Check that all generative germplasm have GNPGS >= 0 [CHK01B].
Check that GPID1 <> GID [CHK01C].
Check that GPID2 <> GID [CHK01D].
Check that all derivatives with known source (GPID2 <> 0) have known group (GPID1 <> 0) [CHK01E].
Check that there are no references to deleted or replaced germplasm in central [CHK10L2] for GPID1, [CHK10L3] for GPID2 and :CHK10L4 (progenitors).
(These queries use CHK10L1 to get a list of all replaced or deleted germplasm)
Check for one-step circularities [CHK04D2].
This first calls CHK04D1 to get a list of all non replaced derivative germplasm (NRDG), GIDx with source GPID2x.
Then it finds all sources of these (GIDy with GIDy=GPID2x) which have their sources GIPD2y=GIDx.
Check for two-step circularities [CHK04D4]
This calls CHK04D1 to find all NRDG, GIDx, and then finds the sources of those with query CHK04D3, GIDy,
and finally finds the sources of those, GIDz, which have GPID2z=GIDx
Check for three-step circularities [CHK04D6]
This calls CHK04D1 to find all NRDG, GIDx, then finds the sources of those with query CHK04D3, GIDy,
and then finds the sources of those with query CHK04D5, GIDz, and finally finds the sources of those, GIDw, which have GPID2w=GIDx
Check that all group IDs are generative or have unknown source (-1, 0, 0) [CHK01G1]

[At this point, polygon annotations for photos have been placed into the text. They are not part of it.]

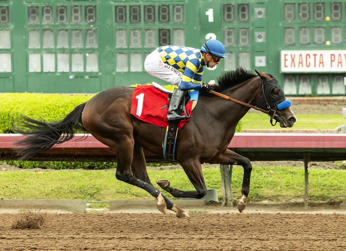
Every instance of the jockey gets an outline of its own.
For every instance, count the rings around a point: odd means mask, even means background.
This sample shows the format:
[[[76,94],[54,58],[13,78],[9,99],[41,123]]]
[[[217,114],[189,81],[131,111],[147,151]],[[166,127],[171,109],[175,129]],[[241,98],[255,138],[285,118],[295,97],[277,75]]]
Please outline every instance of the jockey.
[[[224,45],[213,39],[204,43],[201,49],[166,45],[156,48],[148,55],[144,62],[147,72],[178,86],[171,98],[167,121],[188,118],[188,115],[176,112],[182,98],[189,90],[209,92],[211,87],[202,82],[203,66],[213,68],[225,57]]]

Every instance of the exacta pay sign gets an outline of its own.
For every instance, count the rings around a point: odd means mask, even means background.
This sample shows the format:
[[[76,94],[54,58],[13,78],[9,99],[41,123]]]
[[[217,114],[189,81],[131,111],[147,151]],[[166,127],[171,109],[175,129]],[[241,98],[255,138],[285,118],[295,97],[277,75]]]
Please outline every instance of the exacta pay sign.
[[[282,50],[281,71],[346,72],[346,50]]]

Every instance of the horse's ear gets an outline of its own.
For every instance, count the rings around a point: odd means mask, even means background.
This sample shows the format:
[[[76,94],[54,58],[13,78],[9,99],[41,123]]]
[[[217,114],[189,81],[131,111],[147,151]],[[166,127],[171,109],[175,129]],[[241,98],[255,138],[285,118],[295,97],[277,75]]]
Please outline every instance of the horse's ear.
[[[258,72],[256,70],[255,70],[255,71],[256,72],[256,73],[257,74],[257,75],[260,76],[261,78],[263,80],[266,80],[267,78],[267,75],[264,74],[263,72],[260,71],[260,72]]]

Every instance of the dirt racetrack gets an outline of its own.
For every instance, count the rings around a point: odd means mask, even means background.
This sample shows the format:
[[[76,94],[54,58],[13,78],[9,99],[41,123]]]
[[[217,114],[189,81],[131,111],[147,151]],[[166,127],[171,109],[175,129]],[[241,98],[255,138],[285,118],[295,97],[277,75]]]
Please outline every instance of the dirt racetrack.
[[[42,214],[41,229],[12,229],[0,214],[0,250],[346,250],[346,215]]]

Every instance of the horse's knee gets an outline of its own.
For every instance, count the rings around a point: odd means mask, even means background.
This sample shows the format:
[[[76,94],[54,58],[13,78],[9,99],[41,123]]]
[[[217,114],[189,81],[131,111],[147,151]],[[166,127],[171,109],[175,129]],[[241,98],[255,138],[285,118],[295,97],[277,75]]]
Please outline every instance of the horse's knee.
[[[206,189],[203,189],[201,191],[197,191],[197,195],[196,197],[196,199],[201,199],[206,195],[207,195],[207,190]]]
[[[115,173],[115,177],[121,181],[128,183],[130,181],[131,174],[128,172],[121,172],[117,169]]]
[[[251,172],[252,171],[252,165],[250,162],[250,160],[247,158],[244,158],[244,161],[243,162],[243,167],[244,168],[244,170]]]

This finds non-generative group sources with non-zero GPID1 or GPID2. (This calls CHK04D1 first to find NRDG).
Check that all source germplasm which are not also the group sources are derivative [CHK01I2]
Does this by finding all NRDG with non-zero sources and then finding those sources which are not also group sources (GPID1) but are generative.
Check that NRDG has the same group ID as its derivative source [CHK01I3]
Find NRDG which have different groups (CHK01I1.GPID1) to their derivative sources (GERMPLSM.GPID1).
Check special name relationships, e.g., Group source for IR nnn- - - should have name IR nnn. CHK04F1 – CHK04F3
(somewhat IRIS specific but can be adapted to similar situations).